Optimizing Iceberg tables - Amazon Glue
Services or capabilities described in Amazon Web Services documentation might vary by Region. To see the differences applicable to the China Regions, see Getting Started with Amazon Web Services in China (PDF).

Optimizing Iceberg tables

Amazon Glue supports various table optimization options to help manage and optimize Iceberg tables used by the Amazon analytical engines and ETL jobs. These optimizers provide efficient disk space utilization, improved query performance, and data management. There are three types of table optimizers available in Amazon Glue:

  • Compaction – Data compaction compacts small data files to reduce disk space usage and improve read performance. Data files are merged and rewritten to remove obsolete data and consolidate fragmented data into larger, more efficient files. Compaction can be configured to run automatically or manually triggered as needed.
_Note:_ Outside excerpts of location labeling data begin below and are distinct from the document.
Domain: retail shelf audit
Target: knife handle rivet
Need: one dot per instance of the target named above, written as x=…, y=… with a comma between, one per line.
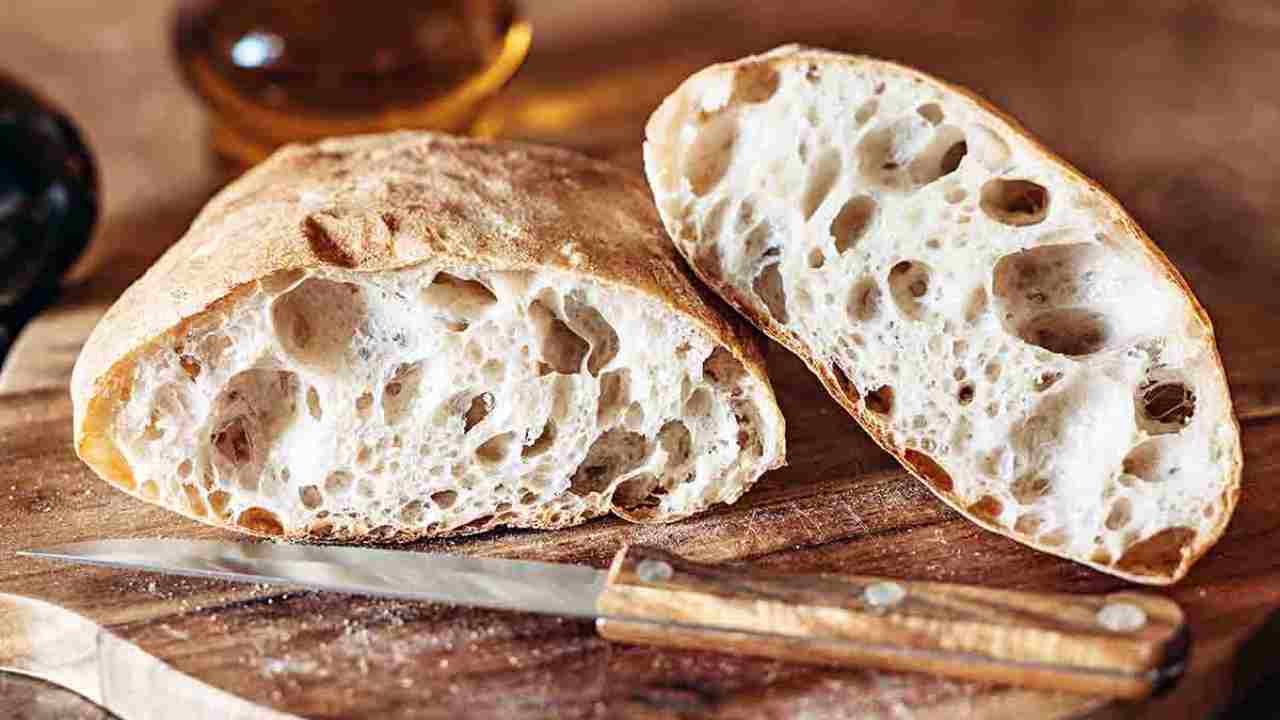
x=883, y=595
x=1121, y=616
x=654, y=572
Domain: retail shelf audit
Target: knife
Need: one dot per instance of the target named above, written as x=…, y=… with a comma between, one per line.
x=1121, y=645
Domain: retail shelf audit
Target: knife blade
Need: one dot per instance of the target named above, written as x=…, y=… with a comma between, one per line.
x=1120, y=645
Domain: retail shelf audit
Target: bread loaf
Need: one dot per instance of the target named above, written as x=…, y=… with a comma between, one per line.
x=990, y=315
x=391, y=337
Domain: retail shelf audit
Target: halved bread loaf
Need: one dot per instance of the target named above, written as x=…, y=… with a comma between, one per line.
x=400, y=336
x=990, y=315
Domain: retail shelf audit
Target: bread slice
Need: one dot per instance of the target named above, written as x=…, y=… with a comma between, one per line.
x=389, y=337
x=988, y=314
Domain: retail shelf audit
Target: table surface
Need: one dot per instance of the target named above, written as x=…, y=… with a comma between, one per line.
x=1173, y=105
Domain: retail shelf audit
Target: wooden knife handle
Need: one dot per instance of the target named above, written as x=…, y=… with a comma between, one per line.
x=1120, y=645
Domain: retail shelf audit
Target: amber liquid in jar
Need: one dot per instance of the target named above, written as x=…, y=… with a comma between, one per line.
x=283, y=71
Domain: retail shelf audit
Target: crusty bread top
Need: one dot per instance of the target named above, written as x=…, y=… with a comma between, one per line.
x=901, y=235
x=369, y=204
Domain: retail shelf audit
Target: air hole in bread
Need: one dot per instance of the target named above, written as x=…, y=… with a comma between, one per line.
x=699, y=404
x=1165, y=405
x=314, y=404
x=634, y=418
x=990, y=149
x=219, y=502
x=1014, y=201
x=850, y=224
x=1068, y=331
x=844, y=383
x=444, y=499
x=755, y=82
x=865, y=112
x=638, y=496
x=615, y=395
x=880, y=400
x=496, y=449
x=817, y=258
x=940, y=156
x=864, y=300
x=675, y=440
x=472, y=527
x=401, y=391
x=1119, y=515
x=318, y=320
x=260, y=520
x=535, y=446
x=1028, y=524
x=711, y=153
x=950, y=163
x=152, y=432
x=885, y=154
x=909, y=286
x=1061, y=297
x=457, y=301
x=931, y=112
x=927, y=468
x=190, y=365
x=987, y=509
x=976, y=305
x=822, y=178
x=760, y=242
x=611, y=456
x=195, y=501
x=478, y=410
x=250, y=414
x=364, y=404
x=1029, y=488
x=768, y=287
x=723, y=369
x=1159, y=555
x=563, y=350
x=1046, y=379
x=411, y=513
x=595, y=329
x=339, y=482
x=310, y=497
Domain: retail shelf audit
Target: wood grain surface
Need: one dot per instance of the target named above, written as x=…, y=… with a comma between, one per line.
x=1173, y=105
x=1031, y=639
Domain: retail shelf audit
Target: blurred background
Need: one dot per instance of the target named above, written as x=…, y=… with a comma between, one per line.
x=1173, y=105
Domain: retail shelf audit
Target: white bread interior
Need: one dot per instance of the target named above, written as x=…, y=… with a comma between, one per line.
x=990, y=315
x=426, y=391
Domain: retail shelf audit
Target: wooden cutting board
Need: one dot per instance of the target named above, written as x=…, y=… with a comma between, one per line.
x=1171, y=105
  • Snapshot retention – Snapshots are timestamped versions of an iceberg table. Snapshot retention configurations allow customers to enforce how long to retain snapshots and how many snapshots to retain. Configuring a snapshot retention optimizer can help manage storage overhead by removing older, unnecessary snapshots and their underlying files.

  • Orphan file deletion – Orphan files are files that are no longer referenced by the Iceberg table metadata. These files can accumulate over time, especially after operations like table deletions or failed ETL jobs. Enabling orphan file deletion allows Amazon Glue to periodically identify and remove these unnecessary files, freeing up storage.

You can enable or disable compaction, snapshot retention, and orphan file deletion for individual Iceberg tables in the Amazon Glue Data Catalog using the Amazon Glue console, Amazon CLI, or Amazon Glue API operations.